The American Tree: A view on the great pines and evergreens

Opinionated meat berry
4 min readMar 26, 2022

As the wind calmly blows, carefully removing clouds one by one to reveal the majestically blue sky, Mr. Barlowe sits on an obscure bench built beside a sprawling group of pine trees. It’s the bench he’s sat on for as long as he could remember. The bench is just one of those stupidly mass-produced ones, it has no soul and equally has no importance to Mr. Barlowe. For the reason he sits here is not to look at the deep blue sky or experience the sounds of nature, instead, he focuses on the huge sprawling pine trees surrounding it. The pine isn’t a special tree in these lands, for it is the decidedly “American” tree.

But the point of the pine, Mr. Barlowe believes, is not just to survive and thrive in these lands but it encompasses so much more than what a simple observer will see through. The pine itself can do so much more, it knows no sentience but it doesn’t need to be conscious of the forever enduring existential questions humanity as a whole continuously raise. The pine is wood, you can burn it, you can carve it, and hell you could even build a house with it. Mr. Barlowe looks up at the pine, he admires it, this forest built his house, and if you backpedal two hundred something years, it even built America itself. The magical importance of wood is a complex story of both human technological development and nature’s continual evolution towards what it would eventually call “Perfection”. Over hundreds of thousands of years, the pine evolved to what it is now. No matter what tree, what country, and what opinion you have of them, they built the world as we know it today. The first bush-like trees fed the dinosaurs of old and continued to feed the mammals that came after those, even continuing to our ancient ancestors. Trees provided the height for smaller animals to survive and eventually thrive, the branches were adapted to building materials and eventually human firewood. Monkeys swung around ancient branches, while their predators could only wish to do the same. But that isn’t the pine tree, those are some crazy ancient trees from the days of old. But you could make the same argument for the modern United States, it sure wasn’t a country 400 years ago. European colonizers came searching for a new way to continue their unhealthy economic growth and bumped into the North American continent. Turns out, these new colonizers especially didn’t like the fact that they couldn’t just go “hey, there’s some land! It’s mine now.” since there were these so-called “Indians” or “Native Americans” who were already there for a long time with their own culture and land. The pine tree was here to see it all, the natural beauty of it extends not only to the physical 3-dimensional world that we human beings know and love. No, it extends far more, including your own mind. The natural beauty and practicality of the North American Pine built Jamestown, sheltered the American Rebellion, built a nation, and then supplied it with the massive wood supply that created the modern United States.

The pine then provided sustenance and growth for nature, shelter for the small birds from predators, greenery for the human emotions, and the swaths of land we now know as the Yellowstone national park.

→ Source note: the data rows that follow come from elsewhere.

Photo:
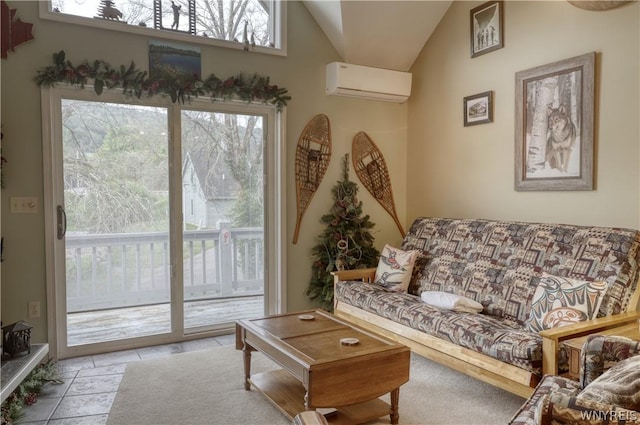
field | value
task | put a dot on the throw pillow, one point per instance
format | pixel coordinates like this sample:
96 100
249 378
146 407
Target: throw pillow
560 301
450 301
619 386
395 268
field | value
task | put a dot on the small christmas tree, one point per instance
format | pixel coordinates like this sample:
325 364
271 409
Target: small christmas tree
345 244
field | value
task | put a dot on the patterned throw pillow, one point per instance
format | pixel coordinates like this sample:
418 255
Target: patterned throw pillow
395 268
619 386
560 301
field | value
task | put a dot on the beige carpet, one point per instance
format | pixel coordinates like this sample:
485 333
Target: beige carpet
207 388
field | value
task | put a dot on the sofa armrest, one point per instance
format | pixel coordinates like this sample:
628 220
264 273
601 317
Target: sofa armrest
551 338
365 275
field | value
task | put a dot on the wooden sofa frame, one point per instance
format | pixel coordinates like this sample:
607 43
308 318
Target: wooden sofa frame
472 363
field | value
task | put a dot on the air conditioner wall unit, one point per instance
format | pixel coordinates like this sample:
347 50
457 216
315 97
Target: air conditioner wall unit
365 82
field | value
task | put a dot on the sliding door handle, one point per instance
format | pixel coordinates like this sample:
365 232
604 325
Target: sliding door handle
62 222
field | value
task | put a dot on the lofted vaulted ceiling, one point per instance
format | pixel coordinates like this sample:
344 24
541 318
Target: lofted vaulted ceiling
383 34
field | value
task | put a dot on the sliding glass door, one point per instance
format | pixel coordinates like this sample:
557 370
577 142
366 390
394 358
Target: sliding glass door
115 169
223 216
158 219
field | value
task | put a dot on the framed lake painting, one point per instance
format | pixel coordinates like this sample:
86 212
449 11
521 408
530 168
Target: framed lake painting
168 60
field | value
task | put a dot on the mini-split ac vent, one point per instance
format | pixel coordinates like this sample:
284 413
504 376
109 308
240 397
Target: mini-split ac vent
368 83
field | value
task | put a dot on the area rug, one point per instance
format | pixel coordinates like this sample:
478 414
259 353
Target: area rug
207 388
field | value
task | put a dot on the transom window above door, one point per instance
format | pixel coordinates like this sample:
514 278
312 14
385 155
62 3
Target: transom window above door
254 25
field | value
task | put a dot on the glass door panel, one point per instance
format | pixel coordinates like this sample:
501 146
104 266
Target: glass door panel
116 200
223 217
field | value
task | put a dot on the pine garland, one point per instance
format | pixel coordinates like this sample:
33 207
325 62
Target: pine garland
28 391
345 244
179 87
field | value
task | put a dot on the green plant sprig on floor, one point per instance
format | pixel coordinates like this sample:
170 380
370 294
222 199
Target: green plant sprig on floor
28 391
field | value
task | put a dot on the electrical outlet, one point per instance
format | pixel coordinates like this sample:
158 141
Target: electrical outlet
34 309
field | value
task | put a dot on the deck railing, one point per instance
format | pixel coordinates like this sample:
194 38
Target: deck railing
123 270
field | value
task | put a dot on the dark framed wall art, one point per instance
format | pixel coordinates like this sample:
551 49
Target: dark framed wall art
478 109
487 32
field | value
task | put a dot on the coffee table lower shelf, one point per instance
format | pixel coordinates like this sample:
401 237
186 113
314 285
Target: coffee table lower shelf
287 394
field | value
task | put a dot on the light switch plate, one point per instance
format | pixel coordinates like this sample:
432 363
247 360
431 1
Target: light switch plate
24 205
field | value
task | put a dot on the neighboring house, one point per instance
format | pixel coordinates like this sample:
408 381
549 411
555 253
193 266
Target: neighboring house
208 190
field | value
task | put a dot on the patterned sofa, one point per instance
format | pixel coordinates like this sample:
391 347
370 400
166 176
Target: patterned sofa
563 401
498 264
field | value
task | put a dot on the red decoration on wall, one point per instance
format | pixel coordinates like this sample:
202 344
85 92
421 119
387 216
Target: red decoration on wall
14 31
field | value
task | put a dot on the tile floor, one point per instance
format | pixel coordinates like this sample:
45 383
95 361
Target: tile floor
90 383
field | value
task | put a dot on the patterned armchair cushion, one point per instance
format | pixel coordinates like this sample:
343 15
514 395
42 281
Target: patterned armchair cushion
560 301
556 400
600 353
559 408
529 412
619 386
499 263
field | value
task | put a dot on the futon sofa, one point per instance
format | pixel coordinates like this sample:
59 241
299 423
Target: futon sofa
608 391
500 265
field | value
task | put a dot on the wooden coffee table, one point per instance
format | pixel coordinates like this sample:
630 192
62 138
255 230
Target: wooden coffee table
318 371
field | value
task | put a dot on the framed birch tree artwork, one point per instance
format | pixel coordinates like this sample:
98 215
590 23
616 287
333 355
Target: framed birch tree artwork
554 125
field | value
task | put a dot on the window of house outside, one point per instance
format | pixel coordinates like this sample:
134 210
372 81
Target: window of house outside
252 25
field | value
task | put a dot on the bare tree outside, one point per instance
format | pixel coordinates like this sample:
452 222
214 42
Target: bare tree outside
220 19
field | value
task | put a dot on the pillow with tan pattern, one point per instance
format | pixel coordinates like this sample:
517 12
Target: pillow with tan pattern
395 268
560 301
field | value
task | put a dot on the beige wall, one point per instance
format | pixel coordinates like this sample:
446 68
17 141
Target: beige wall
462 171
302 72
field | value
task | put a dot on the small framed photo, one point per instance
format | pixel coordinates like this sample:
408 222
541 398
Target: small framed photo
554 125
478 109
486 28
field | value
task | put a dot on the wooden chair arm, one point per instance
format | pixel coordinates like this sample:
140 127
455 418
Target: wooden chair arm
551 338
365 275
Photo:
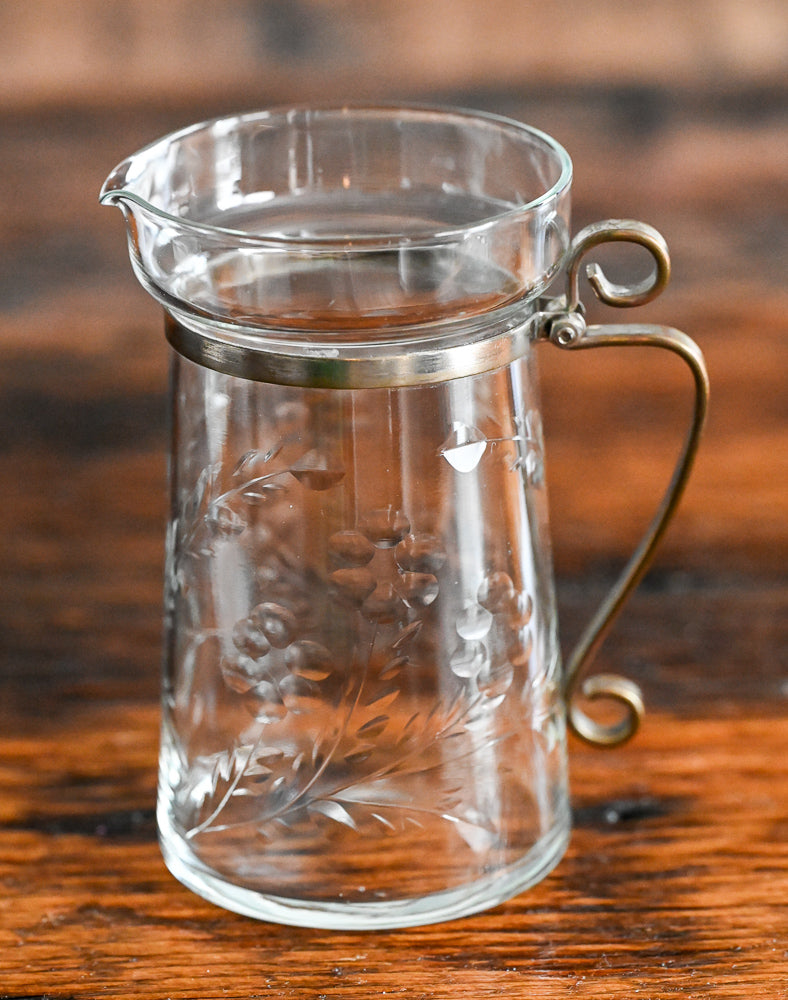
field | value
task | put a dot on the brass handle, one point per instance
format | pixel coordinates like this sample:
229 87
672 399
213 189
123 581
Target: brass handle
563 324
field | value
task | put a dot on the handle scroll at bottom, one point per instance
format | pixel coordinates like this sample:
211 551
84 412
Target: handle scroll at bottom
568 331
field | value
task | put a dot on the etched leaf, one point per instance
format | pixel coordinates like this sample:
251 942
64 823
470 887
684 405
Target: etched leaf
333 810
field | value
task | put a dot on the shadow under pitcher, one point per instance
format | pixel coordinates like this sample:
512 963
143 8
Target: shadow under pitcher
364 708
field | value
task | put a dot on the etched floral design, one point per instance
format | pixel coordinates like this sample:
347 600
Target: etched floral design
332 663
465 446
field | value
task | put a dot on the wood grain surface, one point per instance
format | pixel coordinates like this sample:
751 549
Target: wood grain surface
676 880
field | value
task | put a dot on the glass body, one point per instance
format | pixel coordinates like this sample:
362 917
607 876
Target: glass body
363 723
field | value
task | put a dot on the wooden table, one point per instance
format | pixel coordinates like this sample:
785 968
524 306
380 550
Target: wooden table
676 881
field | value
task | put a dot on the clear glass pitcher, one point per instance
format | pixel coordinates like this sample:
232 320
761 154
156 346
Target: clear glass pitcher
364 708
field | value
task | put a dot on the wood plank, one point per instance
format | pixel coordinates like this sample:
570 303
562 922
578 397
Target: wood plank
332 49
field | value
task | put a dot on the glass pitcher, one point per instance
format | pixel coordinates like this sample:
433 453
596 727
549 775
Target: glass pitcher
364 708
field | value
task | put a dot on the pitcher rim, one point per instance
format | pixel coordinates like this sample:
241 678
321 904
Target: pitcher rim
117 190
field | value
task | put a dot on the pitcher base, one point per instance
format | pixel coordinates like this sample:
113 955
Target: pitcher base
451 904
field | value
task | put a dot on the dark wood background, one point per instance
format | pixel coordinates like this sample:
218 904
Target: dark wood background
676 882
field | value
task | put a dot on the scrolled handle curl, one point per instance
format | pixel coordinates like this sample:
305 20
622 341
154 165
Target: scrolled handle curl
612 294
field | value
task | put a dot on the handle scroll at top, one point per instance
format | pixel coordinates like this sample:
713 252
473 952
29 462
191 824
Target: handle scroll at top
563 324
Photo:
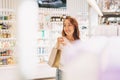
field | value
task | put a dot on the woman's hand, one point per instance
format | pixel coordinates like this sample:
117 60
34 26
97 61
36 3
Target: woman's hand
60 40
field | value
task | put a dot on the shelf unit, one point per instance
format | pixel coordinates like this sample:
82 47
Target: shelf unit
7 32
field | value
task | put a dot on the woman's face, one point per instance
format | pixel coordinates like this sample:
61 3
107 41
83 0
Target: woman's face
68 28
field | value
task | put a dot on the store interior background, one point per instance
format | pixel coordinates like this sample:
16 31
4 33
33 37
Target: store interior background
35 31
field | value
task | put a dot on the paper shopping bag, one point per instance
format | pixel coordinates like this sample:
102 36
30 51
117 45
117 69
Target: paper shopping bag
54 58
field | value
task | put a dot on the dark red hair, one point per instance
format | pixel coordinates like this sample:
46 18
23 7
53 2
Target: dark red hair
76 33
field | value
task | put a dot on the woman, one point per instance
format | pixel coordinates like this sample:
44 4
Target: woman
70 33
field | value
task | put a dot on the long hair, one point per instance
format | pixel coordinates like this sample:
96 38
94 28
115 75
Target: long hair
76 33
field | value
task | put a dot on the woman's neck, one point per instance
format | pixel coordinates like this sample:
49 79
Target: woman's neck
70 38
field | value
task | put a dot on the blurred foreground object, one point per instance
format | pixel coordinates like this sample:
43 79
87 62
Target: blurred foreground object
96 59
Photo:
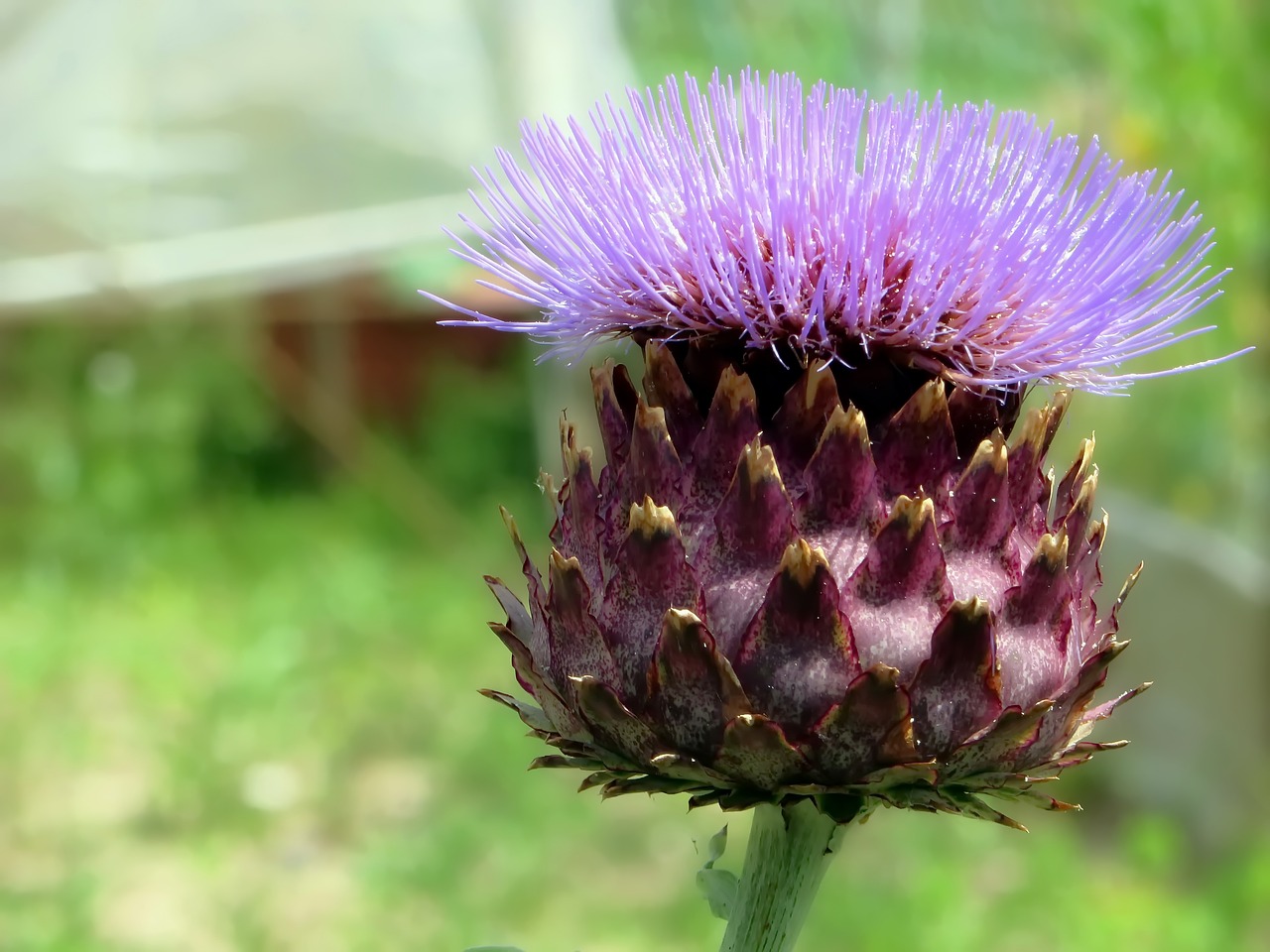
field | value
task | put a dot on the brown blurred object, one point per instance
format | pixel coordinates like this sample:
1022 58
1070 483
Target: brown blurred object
366 348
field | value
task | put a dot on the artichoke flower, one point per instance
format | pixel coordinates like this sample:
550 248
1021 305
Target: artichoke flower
826 558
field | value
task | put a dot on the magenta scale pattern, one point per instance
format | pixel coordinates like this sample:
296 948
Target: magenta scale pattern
965 238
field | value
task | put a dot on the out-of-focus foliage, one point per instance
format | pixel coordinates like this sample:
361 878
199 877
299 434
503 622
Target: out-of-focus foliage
238 682
1164 84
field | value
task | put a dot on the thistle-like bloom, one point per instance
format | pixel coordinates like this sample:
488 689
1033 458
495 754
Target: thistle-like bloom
816 563
975 243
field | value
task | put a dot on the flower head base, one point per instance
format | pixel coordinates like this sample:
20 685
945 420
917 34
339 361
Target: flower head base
824 561
749 607
968 243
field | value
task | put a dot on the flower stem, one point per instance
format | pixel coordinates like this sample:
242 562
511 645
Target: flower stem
786 857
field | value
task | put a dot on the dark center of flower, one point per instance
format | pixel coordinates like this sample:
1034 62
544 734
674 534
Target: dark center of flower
878 384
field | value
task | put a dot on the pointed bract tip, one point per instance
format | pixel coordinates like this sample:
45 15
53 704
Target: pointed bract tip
649 417
1051 552
971 611
849 424
801 562
758 463
1032 430
562 565
991 454
651 521
912 515
884 675
1084 498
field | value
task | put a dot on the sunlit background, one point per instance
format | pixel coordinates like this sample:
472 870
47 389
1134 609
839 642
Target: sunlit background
249 488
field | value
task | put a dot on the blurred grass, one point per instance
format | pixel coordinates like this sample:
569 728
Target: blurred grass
246 719
266 735
238 701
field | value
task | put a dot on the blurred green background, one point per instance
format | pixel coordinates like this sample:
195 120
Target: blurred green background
241 622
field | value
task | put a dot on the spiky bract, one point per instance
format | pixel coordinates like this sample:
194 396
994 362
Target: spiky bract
753 602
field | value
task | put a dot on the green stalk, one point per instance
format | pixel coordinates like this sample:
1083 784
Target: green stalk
785 861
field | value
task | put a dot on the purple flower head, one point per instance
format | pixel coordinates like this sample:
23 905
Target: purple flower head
965 240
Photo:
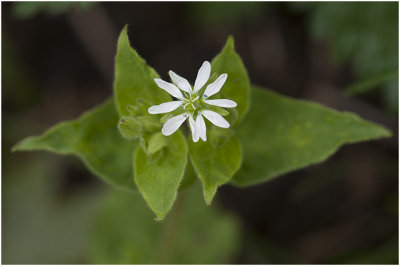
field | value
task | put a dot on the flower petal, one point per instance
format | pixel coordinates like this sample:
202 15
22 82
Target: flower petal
193 128
222 103
182 83
215 118
164 107
201 127
173 124
202 76
170 88
215 87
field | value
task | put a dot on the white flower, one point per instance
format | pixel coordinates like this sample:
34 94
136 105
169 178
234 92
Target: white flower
193 105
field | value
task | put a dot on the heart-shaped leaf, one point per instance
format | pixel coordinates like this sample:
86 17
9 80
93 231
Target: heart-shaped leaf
134 79
215 161
158 176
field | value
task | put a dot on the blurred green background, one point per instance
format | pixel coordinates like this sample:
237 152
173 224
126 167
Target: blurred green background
57 62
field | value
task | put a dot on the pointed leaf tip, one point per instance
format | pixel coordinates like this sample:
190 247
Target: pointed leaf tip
230 43
209 192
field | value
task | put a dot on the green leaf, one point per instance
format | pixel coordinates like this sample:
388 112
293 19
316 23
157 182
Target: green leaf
95 139
134 79
280 135
192 234
158 176
215 161
130 128
237 85
157 141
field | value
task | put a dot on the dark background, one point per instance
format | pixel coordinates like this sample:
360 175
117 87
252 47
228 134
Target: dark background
57 61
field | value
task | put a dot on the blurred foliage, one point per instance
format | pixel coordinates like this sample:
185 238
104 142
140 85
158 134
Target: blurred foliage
40 226
19 81
384 253
212 14
126 233
364 33
27 10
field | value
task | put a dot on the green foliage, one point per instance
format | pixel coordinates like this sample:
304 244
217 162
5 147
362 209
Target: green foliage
26 10
280 135
95 139
41 223
158 176
237 85
192 234
130 128
134 79
215 161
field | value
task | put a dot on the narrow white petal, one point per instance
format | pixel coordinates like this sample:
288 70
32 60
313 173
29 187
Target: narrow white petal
215 118
202 76
193 128
222 103
164 107
216 86
170 88
182 83
201 127
173 124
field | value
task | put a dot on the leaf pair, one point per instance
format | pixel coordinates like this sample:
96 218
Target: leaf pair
278 135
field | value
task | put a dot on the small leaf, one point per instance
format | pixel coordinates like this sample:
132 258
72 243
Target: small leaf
130 128
95 139
157 141
215 161
158 177
237 85
134 79
280 135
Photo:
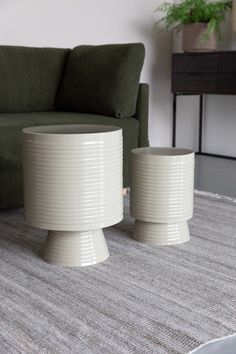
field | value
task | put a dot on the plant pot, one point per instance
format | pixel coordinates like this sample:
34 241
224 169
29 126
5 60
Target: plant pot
193 38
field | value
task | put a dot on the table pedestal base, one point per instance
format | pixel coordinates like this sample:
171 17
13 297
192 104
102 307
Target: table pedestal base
74 249
161 234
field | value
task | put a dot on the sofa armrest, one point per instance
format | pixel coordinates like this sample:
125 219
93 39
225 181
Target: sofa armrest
142 114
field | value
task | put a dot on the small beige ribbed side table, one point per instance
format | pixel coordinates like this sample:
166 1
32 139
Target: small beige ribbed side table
73 187
162 181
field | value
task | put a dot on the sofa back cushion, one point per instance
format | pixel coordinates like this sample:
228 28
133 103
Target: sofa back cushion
30 77
102 79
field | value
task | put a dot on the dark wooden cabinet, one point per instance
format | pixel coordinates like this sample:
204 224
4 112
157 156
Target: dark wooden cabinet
204 73
200 74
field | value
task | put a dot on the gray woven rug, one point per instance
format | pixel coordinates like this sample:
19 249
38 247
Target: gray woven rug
142 299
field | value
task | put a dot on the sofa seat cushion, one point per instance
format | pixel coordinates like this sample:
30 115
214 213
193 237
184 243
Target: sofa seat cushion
102 79
13 123
30 77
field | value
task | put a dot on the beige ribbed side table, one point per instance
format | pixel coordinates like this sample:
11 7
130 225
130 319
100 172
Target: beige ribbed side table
73 187
162 181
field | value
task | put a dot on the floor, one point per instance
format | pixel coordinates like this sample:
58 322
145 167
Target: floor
218 176
215 175
225 346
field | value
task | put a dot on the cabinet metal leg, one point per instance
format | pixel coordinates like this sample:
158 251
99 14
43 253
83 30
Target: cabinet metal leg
174 107
200 124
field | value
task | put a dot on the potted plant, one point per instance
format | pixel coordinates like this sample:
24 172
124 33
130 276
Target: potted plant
199 20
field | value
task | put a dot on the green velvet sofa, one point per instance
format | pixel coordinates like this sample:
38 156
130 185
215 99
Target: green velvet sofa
85 85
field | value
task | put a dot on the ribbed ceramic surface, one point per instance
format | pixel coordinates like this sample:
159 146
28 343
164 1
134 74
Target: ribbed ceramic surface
73 177
161 234
73 249
162 184
162 181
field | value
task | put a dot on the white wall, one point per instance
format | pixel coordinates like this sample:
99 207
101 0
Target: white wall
67 23
219 112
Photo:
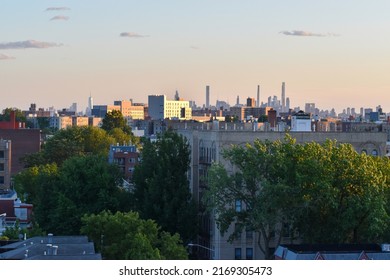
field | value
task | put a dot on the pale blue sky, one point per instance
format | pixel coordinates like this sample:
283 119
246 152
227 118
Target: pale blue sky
231 45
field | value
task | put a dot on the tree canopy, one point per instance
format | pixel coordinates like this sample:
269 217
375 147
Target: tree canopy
162 190
73 141
328 193
122 236
62 195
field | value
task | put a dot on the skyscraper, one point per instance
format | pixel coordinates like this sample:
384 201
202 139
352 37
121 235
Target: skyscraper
287 104
207 97
283 97
90 105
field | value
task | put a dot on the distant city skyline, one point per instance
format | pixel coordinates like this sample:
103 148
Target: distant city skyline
331 53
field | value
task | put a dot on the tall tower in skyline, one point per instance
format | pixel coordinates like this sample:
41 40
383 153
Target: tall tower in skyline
283 97
90 105
207 97
287 104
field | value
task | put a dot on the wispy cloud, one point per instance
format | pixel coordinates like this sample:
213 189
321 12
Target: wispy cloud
132 35
306 33
4 56
30 44
60 18
57 9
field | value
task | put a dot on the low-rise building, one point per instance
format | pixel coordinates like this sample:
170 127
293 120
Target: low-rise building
161 108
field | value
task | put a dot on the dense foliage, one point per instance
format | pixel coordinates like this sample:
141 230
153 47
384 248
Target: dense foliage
327 193
162 190
126 236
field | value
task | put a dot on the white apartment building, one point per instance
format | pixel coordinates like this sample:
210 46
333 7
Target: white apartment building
160 108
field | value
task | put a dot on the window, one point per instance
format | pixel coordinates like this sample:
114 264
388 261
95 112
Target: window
249 253
237 253
238 205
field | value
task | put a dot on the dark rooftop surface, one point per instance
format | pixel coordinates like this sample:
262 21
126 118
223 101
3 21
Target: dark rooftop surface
51 248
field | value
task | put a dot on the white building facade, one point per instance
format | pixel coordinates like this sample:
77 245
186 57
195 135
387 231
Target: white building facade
160 108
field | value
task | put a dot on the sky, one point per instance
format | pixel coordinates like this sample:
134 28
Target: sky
332 53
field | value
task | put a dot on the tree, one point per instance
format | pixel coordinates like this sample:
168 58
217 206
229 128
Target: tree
253 197
38 185
328 193
69 142
62 195
126 236
343 195
87 184
162 190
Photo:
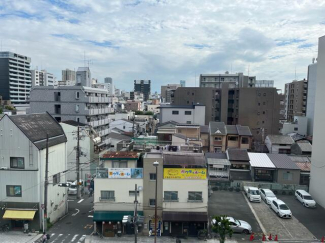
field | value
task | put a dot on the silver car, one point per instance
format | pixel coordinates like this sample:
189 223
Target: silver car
238 226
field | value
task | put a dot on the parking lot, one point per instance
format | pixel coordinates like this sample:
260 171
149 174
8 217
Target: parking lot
305 225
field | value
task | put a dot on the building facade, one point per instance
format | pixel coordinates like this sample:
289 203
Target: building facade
257 108
317 179
81 104
296 99
143 86
15 78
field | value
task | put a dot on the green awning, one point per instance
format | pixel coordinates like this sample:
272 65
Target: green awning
112 215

The pine tree and its many traits of practicality, growth, and evergreen-ness built religions, nations, people… Everything you can see now with those fancy tech things called computers wouldn’t be here if it wasn’t for World War 2 and WWII wouldn’t be here without the nations fighting it which all had to start somewhere. These nations, and especially the US, were created with the utilization of natural resources, mostly ores, and trees. Pine trees grow all across the US in sprawling forests and mountains, helping to build everything. But no, we shouldn’t just recognize it as just a tree anymore. The pine is unique to the growth and success of the United States, and in the same way, its vast array of problems.

A tree that created a rebellion, lead to a nation, which turned into one of the most successful countries in human history. The Pine lead to everything we know today, from the Atom Bomb to the Computer. This tree represents America, in fact, it very much formed it into the superpower it is today. So, shall we call it the definitive “American Tree”? It was the tree to overlook the creation of modern America, and watched it get thrown into wars then watched it industrialize and develop a huge workforce in the “American Melting Pot”. These trees then viewed the stumble of the US after WW2 with Vietnam and Korea, then watched the horror of the Gulf War and the War on terror. It has seen all, through the confines of its physical embodiment as a tree. An American tree.